Under New Mexico law, to remedy a breach of trust by a trustee, a court may "compel the trustee to redress a breach of trust by paying money, restoring property or other means." N.M.S.A. 1978, § 46A-10-1001. A trustee who commits a breach of trust is liable to the beneficiaries for the amount required to restore the value of the trust property and trust distributions to what they would have been had the breach not occurred, or the profit the trustee made by reason of the breach, whichever is greater. N.M.S.A. 1978, § 46A-10-1002. The New Mexico courts have not yet interpreted this statute and thus have not yet specifically addressed the proper measurement of damages where there has been a breach of trust by a trustee. However, the New Mexico statute is based on the Uniform Trust Code, which in turn is based on the Restatement (Third) of Trusts. Unif. Trust Code § 1002 (2000). The Restatement thus provides useful guidance as to the damages likely available for breach of trust under New Mexico law. The Restatement notes that "[i]f the breach of trust causes a loss, including any failure to realize income, capital gain, or appreciation that would have resulted from proper administration, the beneficiaries may surcharge the trustee for the amount necessary to compensate fully for the consequences of the breach." Restatement (Third) of Trusts § 205 (1992).

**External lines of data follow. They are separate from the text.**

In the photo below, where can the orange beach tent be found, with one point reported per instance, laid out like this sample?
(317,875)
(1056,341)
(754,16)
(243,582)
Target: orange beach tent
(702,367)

New Mexico has adopted its provisions regarding remedies and damages for breach of trust from the Uniform Trust Code. While July 1, 2007 is the effective date of the provisions regarding damages for breach, the New Mexico legislature has specified that "the provisions of this 2007 act apply to judicial proceedings concerning trusts commenced before July 1, 2007 unless the court finds that application of a particular provision of this 2007 act would substantially interfere with the effective conduct of the judicial proceedings or prejudice the rights of the parties, in which case the particular provision of this 2007 act does not apply and the superseded law applies." N. M. S. A. 1978 § 46A-11-1105. The preceding version of the Uniform Trust Code adopted by the New Mexico legislature in 2003 did not contain provisions regarding damages for breach, and N.M.S.A § 46-2-17 (repealed 2003), which governed liability for breach of trust prior to New Mexico's adoption of the Uniform Trust Code, similarly contained no specific provisions regarding the measurement of damages.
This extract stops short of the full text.